# Week 2 Homework: Exploratory Data Analysis (EDA)
---
In this week's homework, you'll practice the exploratory data analysis (EDA) skills you learned during lecture and lab this week. You will work with three datasets and learn more about them.

There is optional additional practice to practice data cleaning and wrangling if your lab group completed those sections. 

##### **Make sure to run these libraries before starting.**

In [None]:
# import pandas as pd 
import pandas as pd

# Import datasets submodule
from sklearn import datasets

## **Dataset #1**
---

The dataset below contains information about 10 U.S. States in alphabetical order. 

In [None]:
df = pd.DataFrame({'U.S. State':['Alabama', 'Alaska', 'Arizona', 'Arkansas', 'California', 'Colorado', 'Connecticut', 'Delaware', 'Florida', 'Georgia'], 
                         'Size (mi)': [52420, 665384, 113990, 53178, 163695, 104094, 5543, 2489, 65758, 59425], 
                         'Number of U.S. Representatives':[7, 1, 9, 4, 53, 7, 5, 1, 27, 14]}) 

In [None]:
df

Unnamed: 0,U.S. State,Size (mi),Number of U.S. Representatives
0,Alabama,52420,7
1,Alaska,665384,1
2,Arizona,113990,9
3,Arkansas,53178,4
4,California,163695,53
5,Colorado,104094,7
6,Connecticut,5543,5
7,Delaware,2489,1
8,Florida,65758,27
9,Georgia,59425,14


#### **Exercise 1:** How many variables are there?

In [None]:
df.size

30

#### **Exercise 2:** What is the data type of `U.S. State`?

In [None]:
df.dtypes

U.S. State                        object
Size (mi)                          int64
Number of U.S. Representatives     int64
dtype: object

#### **Exercise 3:** What is the mean of the variable `Size`?

In [None]:
df.describe()

Unnamed: 0,Size (mi),Number of U.S. Representatives
count,10.0,10.0
mean,128597.6,12.8
std,194780.758633,16.047153
min,2489.0,1.0
25%,52609.5,4.25
50%,62591.5,7.0
75%,111516.0,12.75
max,665384.0,53.0


#### **Exercise 4:** What is the average number of U.S. House of Representatives that each state has?

In [None]:
df["Number of U.S. Representatives"].mean()

12.8

## **Dataset #2**
---

This DataFrame loads data from the NBA including the game matchups, location, all shots taken, when on the shot clock they were taken, whether the shot was a make or a miss, the shooter, the closest defender, and more.

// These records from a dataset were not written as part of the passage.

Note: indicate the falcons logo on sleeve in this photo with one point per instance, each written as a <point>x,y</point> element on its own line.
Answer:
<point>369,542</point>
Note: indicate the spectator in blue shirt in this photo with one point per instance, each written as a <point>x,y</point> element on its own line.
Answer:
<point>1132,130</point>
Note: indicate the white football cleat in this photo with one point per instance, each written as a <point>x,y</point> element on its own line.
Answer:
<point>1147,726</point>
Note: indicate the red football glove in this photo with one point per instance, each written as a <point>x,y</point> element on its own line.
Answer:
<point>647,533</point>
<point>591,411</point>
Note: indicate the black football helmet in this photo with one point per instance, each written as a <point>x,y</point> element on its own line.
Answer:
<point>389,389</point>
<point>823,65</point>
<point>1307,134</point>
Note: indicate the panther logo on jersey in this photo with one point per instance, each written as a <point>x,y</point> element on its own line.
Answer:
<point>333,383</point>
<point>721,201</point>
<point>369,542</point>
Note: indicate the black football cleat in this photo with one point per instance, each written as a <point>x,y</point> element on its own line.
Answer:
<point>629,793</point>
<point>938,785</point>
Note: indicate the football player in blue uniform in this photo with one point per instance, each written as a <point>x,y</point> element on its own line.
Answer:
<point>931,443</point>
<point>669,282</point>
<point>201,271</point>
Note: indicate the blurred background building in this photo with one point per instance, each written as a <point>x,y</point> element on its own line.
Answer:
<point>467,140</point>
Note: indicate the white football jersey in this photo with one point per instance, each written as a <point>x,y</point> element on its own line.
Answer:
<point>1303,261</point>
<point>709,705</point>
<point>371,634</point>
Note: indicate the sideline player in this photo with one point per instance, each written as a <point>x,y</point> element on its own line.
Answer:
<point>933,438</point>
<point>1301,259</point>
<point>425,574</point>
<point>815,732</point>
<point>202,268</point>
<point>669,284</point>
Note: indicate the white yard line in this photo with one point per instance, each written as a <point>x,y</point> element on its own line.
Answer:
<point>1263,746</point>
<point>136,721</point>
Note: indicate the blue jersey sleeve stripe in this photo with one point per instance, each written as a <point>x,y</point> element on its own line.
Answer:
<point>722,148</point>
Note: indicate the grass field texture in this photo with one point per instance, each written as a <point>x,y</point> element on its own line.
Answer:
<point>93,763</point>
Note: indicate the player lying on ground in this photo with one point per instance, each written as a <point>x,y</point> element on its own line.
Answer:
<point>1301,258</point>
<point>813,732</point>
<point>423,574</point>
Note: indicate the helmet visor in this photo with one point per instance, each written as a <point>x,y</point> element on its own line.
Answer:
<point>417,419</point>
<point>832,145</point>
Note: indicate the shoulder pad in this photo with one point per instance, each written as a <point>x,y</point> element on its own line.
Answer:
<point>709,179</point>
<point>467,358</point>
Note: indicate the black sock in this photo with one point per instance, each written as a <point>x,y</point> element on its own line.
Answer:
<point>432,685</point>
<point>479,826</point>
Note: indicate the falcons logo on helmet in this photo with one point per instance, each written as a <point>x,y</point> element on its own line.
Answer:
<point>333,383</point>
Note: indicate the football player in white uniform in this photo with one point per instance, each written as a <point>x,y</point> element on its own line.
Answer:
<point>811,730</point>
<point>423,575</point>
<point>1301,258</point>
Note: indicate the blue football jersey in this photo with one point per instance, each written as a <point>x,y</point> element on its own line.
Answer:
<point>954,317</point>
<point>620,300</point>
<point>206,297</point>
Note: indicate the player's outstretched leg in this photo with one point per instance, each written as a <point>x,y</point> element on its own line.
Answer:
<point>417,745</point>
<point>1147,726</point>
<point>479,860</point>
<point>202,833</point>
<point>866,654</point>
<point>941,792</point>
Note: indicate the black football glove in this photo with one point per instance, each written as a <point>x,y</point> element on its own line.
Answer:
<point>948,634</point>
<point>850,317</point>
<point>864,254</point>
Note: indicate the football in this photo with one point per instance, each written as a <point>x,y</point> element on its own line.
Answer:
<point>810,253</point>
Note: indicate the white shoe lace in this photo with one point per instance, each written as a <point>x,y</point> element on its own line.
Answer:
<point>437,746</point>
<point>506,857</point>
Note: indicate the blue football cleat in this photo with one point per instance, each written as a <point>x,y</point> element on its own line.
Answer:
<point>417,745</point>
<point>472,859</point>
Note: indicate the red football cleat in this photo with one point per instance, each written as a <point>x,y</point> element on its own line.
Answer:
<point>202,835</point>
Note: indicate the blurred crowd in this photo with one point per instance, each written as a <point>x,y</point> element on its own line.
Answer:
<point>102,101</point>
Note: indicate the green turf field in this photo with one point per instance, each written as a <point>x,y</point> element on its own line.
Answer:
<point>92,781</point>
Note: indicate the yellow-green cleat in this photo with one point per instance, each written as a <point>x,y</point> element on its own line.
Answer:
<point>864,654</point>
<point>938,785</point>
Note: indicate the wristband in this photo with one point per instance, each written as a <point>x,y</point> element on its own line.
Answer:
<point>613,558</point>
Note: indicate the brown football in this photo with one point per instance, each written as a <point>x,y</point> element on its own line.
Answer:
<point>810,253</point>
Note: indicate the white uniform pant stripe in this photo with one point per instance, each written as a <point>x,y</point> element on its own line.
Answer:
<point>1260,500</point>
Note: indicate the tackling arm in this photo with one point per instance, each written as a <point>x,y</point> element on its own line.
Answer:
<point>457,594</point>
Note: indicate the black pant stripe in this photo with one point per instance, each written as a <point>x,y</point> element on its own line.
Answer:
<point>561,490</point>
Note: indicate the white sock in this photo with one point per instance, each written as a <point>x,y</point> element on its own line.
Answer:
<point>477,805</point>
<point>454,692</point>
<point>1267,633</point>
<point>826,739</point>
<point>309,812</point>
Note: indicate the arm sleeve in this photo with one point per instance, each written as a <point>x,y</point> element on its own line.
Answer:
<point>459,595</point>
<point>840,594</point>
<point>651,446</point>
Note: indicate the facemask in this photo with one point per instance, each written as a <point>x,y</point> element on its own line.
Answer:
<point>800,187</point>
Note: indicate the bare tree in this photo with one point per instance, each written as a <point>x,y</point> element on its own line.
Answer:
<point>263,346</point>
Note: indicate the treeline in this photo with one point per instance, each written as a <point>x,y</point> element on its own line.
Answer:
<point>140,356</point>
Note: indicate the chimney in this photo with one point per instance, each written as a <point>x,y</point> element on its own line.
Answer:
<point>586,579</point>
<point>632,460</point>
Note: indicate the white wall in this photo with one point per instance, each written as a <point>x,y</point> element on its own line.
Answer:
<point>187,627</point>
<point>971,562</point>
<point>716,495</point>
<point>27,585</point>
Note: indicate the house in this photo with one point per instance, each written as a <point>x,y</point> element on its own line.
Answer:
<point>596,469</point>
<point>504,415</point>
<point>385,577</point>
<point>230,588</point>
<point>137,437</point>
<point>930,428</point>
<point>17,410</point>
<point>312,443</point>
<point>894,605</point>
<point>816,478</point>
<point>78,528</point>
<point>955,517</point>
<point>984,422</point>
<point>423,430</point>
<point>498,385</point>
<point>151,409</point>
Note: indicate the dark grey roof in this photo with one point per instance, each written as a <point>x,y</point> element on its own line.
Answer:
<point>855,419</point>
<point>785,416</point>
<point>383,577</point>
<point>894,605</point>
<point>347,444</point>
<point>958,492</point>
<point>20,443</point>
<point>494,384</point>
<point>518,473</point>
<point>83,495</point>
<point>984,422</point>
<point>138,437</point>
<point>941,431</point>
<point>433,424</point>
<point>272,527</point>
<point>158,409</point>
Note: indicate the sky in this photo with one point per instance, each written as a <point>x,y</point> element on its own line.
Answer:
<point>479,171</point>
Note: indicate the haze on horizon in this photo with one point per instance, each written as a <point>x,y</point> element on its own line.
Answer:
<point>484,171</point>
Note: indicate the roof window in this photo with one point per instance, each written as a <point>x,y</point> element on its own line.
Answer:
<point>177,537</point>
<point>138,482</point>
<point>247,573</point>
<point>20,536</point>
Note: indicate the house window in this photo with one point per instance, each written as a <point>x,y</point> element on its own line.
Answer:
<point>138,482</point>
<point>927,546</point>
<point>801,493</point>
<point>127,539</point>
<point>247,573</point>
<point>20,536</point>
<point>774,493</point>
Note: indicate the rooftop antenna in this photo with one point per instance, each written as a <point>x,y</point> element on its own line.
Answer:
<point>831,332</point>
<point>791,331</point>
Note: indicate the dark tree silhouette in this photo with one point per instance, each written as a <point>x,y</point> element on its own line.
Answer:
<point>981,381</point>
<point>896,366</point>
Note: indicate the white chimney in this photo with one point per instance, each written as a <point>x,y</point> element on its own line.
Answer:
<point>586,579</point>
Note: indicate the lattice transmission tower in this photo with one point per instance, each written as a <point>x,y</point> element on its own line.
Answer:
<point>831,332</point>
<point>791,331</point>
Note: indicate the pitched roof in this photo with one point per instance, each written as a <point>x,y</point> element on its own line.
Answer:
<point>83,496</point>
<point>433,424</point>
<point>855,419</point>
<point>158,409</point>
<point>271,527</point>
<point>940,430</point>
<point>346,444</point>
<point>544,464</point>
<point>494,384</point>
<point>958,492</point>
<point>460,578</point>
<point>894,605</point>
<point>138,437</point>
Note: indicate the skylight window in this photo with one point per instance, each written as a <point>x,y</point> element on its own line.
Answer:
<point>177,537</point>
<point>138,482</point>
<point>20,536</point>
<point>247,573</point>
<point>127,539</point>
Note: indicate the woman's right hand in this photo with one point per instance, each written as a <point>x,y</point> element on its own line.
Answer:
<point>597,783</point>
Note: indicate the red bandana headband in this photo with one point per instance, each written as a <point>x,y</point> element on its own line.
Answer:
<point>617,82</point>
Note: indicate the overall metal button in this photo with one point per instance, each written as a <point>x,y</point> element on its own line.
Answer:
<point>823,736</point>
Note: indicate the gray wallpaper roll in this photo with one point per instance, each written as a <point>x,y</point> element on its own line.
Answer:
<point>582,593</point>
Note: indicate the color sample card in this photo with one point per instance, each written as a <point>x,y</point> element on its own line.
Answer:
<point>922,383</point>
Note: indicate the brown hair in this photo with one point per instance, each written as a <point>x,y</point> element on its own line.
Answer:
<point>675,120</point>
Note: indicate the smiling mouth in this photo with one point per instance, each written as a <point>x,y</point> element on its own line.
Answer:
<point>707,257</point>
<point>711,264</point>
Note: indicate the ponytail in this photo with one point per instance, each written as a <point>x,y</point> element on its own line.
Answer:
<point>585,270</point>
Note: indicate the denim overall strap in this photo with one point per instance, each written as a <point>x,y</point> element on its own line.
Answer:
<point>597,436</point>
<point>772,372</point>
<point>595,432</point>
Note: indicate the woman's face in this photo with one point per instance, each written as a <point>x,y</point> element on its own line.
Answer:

Each row represents a possesion prior to a shot.

In [None]:
#load CSV
url = "https://raw.githubusercontent.com/the-codingschool/datascience/master/Unit%202/shot_logs.csv"
basketball_df = pd.read_csv(url)

#### **Problem #1**. How many rows are there? Print the shape of the DataFrame.

In [None]:
print(basketball_df.shape)
print("There are 128069 rows in the DataFrame")

(128069, 21)
There are 128069 rows in the DataFrame


#### **Problem #2**. What is the datatype of `DRIBBLES`?

In [None]:
basketball_df["DRIBBLES"].dtypes

dtype('int64')

#### **Problem #3**: What are the mean number of dribbles per possesion? Use `DRIBBLES` as the feature.

In [None]:
basketball_df["DRIBBLES"].mean()

2.023354597912063

#### **Problem #4**: Examine the value counts of the `player_name` column.

In [None]:
basketball_df["player_name"].value_counts()

james harden         1054
mnta ellis           1052
lamarcus aldridge    1050
damian lillard        986
lebron james          978
                     ... 
alan crabbe            94
mike miller            94
joey dorsey            93
jerome jordan          88
greg smith             47
Name: player_name, Length: 281, dtype: int64

#### **Problem #5**: Which player had the ball on the 1000th possession?

In [None]:
basketball_df["player_name"][999]
#I assume the 999th spot would be the 1000th possession if the rows start at index 0?

'al jefferson'

#### **Problem #6**: Were more shots made or missed by players? Use the feature `SHOT_RESULT`.

In [None]:
print( basketball_df["SHOT_RESULT"].value_counts() )
print()
print("More shots were missed than made by players")

missed    70164
made      57905
Name: SHOT_RESULT, dtype: int64

More shots were missed than made by players


#### **Problem #7:** What was the median for the final margin in each basketball game? Use the feature `final_margin`.

In [None]:
basketball_df["FINAL_MARGIN"].median()

1.0

### **Dataset #3**
---

This dataset contains information collected by the U.S Census Service concerning housing in the area of Boston, Massachusetts. It is a very commonly used dataset within the machine learning space - this particular version is the original *raw* version. It contains `Nan` values and anomalous results.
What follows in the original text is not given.